We have tested livoletide in a phase 1 program in obesity and patients with type two diabetes. In addition we have tested livoletide in a PWS study. The most common adverse events across the phase 1 and phase 2a program was injection site reactions. We have tested this at levels 100 times as seen in human clinical doses and have not seen any effects in animal models.
Q. This study is evaluating livoletide on hyperphagia so clearly a person would need to have measurable hyperphagia in order to participate. How severe must the hyperphagia be?
The best way to tell is to go to your local site and have them evaluate your loved one for hyperphagia.
Q. Can the person with PWS be using other medications such as Concerta and oxytocin?
In general any medication should be stable for at least 3 months before entering the study. We are not excluding patients. To generalize a bit, medications for phycological or behavioral issues are ok as long as they have been stable for three months. Same thing goes for medications for diabetes. Growth hormone needs to be stable for 1 month.
Q. Would a person be excluded if they have had some form of bariatric surgery?
A. No. This is not part of the exclusion criteria.

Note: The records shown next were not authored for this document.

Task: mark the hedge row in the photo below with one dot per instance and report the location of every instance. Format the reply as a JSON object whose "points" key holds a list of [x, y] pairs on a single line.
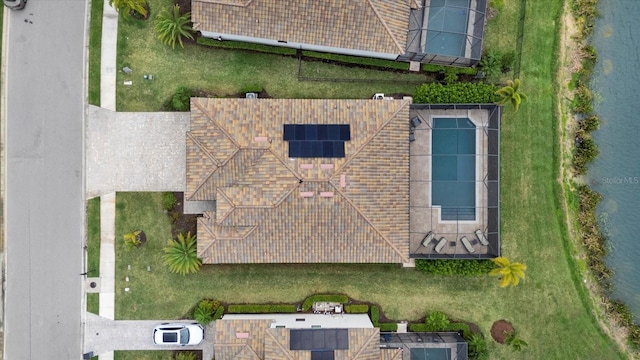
{"points": [[308, 303], [260, 309], [357, 309], [230, 44], [456, 93], [455, 267], [455, 327], [359, 60]]}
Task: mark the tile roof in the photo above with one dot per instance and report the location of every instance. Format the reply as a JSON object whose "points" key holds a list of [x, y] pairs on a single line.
{"points": [[236, 155], [257, 340], [368, 25]]}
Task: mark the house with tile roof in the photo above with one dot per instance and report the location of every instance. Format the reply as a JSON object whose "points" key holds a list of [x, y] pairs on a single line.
{"points": [[326, 337], [300, 180], [435, 31]]}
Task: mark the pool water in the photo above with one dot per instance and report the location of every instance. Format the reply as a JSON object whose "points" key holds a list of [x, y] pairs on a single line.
{"points": [[453, 168], [447, 27]]}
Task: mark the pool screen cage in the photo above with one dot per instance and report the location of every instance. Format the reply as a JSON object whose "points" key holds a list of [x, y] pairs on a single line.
{"points": [[455, 181], [427, 345], [446, 32]]}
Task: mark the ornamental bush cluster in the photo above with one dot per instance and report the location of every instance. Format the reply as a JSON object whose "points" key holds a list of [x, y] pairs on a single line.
{"points": [[455, 267], [456, 93]]}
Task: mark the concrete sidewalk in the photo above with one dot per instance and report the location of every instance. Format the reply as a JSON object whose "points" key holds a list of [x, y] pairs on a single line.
{"points": [[108, 54]]}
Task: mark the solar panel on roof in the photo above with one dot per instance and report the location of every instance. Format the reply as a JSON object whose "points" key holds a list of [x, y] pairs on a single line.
{"points": [[318, 339], [322, 355], [316, 140], [345, 132]]}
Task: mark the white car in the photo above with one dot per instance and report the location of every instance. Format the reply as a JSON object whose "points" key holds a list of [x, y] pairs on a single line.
{"points": [[15, 4], [178, 334]]}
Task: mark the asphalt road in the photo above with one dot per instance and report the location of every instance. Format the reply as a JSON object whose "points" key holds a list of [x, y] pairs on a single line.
{"points": [[44, 180]]}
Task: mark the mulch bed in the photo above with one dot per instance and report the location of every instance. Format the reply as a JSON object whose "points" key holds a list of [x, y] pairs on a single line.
{"points": [[500, 329]]}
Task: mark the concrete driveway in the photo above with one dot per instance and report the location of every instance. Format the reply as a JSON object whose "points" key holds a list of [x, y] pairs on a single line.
{"points": [[103, 335], [135, 151]]}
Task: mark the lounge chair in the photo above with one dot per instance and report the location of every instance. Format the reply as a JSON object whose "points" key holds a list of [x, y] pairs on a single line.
{"points": [[483, 240], [467, 244], [427, 238], [440, 245]]}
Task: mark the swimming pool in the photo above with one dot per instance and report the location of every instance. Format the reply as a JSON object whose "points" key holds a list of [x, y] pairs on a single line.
{"points": [[447, 27], [453, 168]]}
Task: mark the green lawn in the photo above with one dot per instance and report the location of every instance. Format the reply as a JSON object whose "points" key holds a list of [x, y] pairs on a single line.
{"points": [[93, 256], [224, 72], [550, 309], [95, 43]]}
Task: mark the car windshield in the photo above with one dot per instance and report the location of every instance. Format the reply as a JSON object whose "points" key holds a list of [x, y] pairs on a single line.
{"points": [[184, 336]]}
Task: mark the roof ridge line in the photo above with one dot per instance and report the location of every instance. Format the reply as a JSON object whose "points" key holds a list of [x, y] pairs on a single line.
{"points": [[279, 344], [202, 147], [215, 162], [206, 114], [384, 24], [374, 134], [233, 206], [366, 343], [223, 2], [357, 209]]}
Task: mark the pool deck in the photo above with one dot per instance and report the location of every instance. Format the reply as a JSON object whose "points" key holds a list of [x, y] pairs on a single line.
{"points": [[424, 216]]}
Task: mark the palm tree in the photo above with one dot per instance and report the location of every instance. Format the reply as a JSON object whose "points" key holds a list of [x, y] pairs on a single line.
{"points": [[125, 7], [172, 27], [511, 93], [181, 255], [510, 273]]}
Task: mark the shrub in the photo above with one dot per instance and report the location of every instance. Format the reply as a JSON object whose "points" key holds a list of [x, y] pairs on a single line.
{"points": [[455, 267], [219, 312], [450, 75], [308, 302], [375, 314], [203, 313], [359, 60], [181, 99], [491, 64], [436, 321], [168, 200], [261, 308], [507, 61], [256, 88], [586, 150], [357, 309], [477, 347], [457, 93], [589, 124]]}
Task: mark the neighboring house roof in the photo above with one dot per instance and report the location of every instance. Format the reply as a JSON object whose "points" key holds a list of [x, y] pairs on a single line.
{"points": [[255, 339], [236, 155], [368, 25]]}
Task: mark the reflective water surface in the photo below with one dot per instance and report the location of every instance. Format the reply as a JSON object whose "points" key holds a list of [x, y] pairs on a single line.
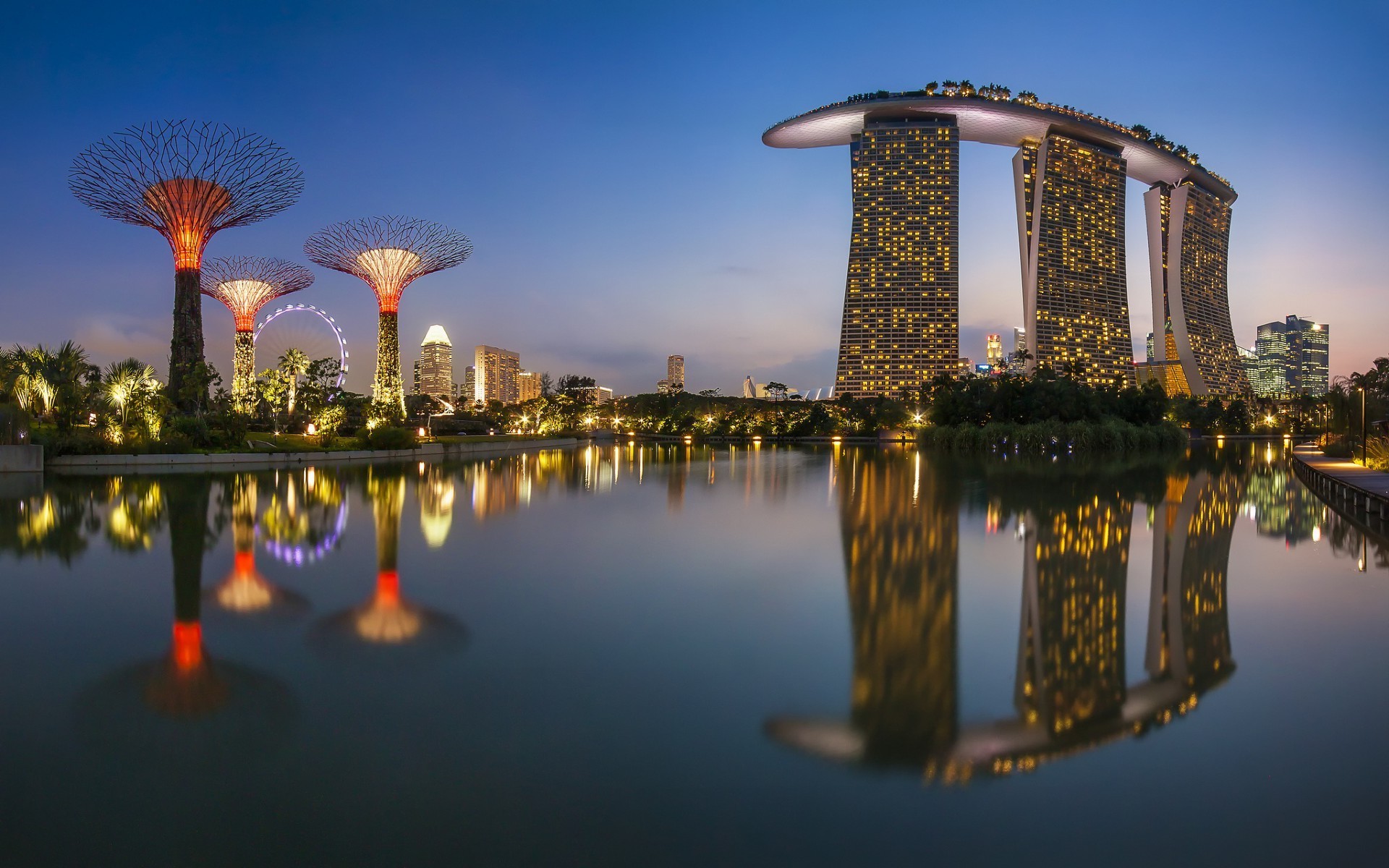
{"points": [[670, 655]]}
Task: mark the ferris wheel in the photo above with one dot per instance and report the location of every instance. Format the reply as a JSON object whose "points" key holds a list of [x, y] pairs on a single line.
{"points": [[307, 328]]}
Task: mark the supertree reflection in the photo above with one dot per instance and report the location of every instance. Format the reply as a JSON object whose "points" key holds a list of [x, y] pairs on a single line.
{"points": [[388, 620], [185, 706], [245, 590]]}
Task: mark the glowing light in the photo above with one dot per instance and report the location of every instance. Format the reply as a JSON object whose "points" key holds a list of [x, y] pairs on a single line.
{"points": [[187, 208], [389, 270]]}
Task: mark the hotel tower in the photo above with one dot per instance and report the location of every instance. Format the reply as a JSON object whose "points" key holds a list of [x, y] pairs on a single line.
{"points": [[902, 315]]}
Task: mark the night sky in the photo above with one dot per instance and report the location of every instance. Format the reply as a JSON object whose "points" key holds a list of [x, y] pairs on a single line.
{"points": [[606, 160]]}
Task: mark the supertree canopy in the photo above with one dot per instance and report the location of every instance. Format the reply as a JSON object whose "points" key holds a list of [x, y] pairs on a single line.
{"points": [[245, 285], [388, 253], [187, 179]]}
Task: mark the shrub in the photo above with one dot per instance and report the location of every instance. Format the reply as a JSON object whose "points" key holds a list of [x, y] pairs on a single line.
{"points": [[385, 438]]}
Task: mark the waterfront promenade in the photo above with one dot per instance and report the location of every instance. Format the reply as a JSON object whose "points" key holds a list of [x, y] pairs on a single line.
{"points": [[1343, 484]]}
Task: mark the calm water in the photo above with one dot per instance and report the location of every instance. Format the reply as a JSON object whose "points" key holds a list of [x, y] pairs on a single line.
{"points": [[659, 656]]}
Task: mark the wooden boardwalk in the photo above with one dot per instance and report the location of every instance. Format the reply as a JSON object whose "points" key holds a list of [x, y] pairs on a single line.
{"points": [[1345, 485]]}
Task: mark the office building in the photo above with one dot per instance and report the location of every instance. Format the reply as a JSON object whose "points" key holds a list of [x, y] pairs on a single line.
{"points": [[528, 385], [676, 373], [434, 371], [1294, 359], [993, 350], [496, 375], [469, 389]]}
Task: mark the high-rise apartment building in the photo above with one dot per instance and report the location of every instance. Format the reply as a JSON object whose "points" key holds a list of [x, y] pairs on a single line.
{"points": [[434, 375], [528, 385], [1071, 235], [1294, 359], [902, 296], [496, 375], [1188, 243], [676, 373], [469, 392]]}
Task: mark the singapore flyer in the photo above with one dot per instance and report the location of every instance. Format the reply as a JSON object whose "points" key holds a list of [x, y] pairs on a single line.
{"points": [[302, 327]]}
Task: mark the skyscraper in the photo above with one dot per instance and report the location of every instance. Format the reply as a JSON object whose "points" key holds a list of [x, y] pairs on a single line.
{"points": [[469, 392], [1294, 357], [528, 385], [496, 375], [1071, 234], [902, 296], [435, 373], [1188, 242]]}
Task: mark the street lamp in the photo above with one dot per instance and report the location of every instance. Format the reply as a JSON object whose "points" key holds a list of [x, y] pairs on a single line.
{"points": [[1364, 430]]}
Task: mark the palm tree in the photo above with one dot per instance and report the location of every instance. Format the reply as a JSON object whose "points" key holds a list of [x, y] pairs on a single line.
{"points": [[127, 385], [27, 381], [66, 373], [292, 365]]}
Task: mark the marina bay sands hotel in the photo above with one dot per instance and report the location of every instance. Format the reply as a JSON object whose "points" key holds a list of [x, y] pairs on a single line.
{"points": [[902, 296]]}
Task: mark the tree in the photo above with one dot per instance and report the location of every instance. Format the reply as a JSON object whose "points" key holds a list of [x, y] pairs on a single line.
{"points": [[578, 388], [292, 365]]}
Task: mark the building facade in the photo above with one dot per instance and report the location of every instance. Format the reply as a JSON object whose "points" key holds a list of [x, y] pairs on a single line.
{"points": [[1188, 259], [902, 295], [676, 373], [1294, 359], [435, 371], [528, 385], [993, 350], [1070, 197], [496, 377]]}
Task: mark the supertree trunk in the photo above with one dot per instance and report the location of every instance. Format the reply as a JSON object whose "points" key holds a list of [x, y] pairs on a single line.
{"points": [[243, 374], [187, 346], [388, 389]]}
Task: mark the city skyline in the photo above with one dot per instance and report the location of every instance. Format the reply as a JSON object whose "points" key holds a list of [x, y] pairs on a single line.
{"points": [[776, 259]]}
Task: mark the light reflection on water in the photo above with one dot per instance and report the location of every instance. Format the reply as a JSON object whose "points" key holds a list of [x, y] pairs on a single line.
{"points": [[569, 646]]}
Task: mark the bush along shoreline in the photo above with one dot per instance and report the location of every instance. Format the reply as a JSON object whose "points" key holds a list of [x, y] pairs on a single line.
{"points": [[1053, 438]]}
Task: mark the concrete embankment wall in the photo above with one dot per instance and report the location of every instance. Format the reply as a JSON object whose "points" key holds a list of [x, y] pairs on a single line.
{"points": [[21, 459], [249, 461]]}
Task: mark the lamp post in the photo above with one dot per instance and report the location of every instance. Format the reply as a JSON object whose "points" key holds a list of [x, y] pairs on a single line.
{"points": [[1364, 430]]}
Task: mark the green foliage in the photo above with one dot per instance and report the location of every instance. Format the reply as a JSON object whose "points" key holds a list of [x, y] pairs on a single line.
{"points": [[383, 436]]}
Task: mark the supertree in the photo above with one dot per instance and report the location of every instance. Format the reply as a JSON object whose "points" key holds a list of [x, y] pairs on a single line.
{"points": [[388, 253], [245, 285], [187, 181]]}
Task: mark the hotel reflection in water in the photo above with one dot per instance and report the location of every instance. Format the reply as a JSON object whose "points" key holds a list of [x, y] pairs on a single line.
{"points": [[899, 516], [899, 521]]}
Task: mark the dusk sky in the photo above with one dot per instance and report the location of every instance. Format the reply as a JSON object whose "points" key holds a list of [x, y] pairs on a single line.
{"points": [[608, 163]]}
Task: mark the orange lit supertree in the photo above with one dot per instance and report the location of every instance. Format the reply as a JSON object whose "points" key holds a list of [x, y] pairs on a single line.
{"points": [[245, 285], [187, 181], [388, 253]]}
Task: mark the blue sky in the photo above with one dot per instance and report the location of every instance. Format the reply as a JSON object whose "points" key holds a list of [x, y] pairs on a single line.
{"points": [[606, 160]]}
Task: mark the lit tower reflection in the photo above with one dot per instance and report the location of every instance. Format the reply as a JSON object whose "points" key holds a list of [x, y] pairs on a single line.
{"points": [[899, 527], [436, 493], [245, 590], [388, 618], [1071, 638], [899, 524]]}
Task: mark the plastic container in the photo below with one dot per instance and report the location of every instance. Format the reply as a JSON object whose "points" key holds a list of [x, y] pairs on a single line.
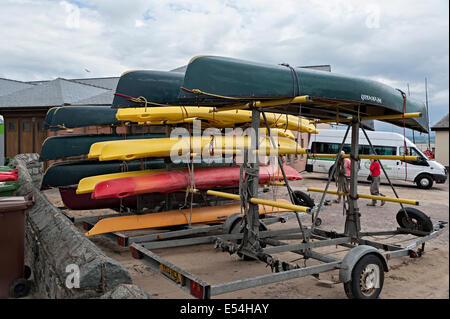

Q. Can a participant enroll in a site that is open now and then transfer to a site that is closer once they have opened?
The logistics of that would have to be discussed with the physician. There may be some logistical barriers to doing that. the best thing to do is to contact the physician at the site nearest to you to discuss.
I would like to thank the team from Millendo Therapeutics for joining us today and answering questions from our community members. If you are interested in learning more about this clinical trial, or others, you will find a directory of clinical trials at fpwr.org which includes contact information for each trial site. You can reach out to the trial site nearest you to enroll, or to ask any further questions you may have regarding participation. Clinical trial information can also be found at clincialtrials.gov.
Thank you again for joining us today! Please continue to spread the word about these trial opportunities so we can enroll them as quickly as possible!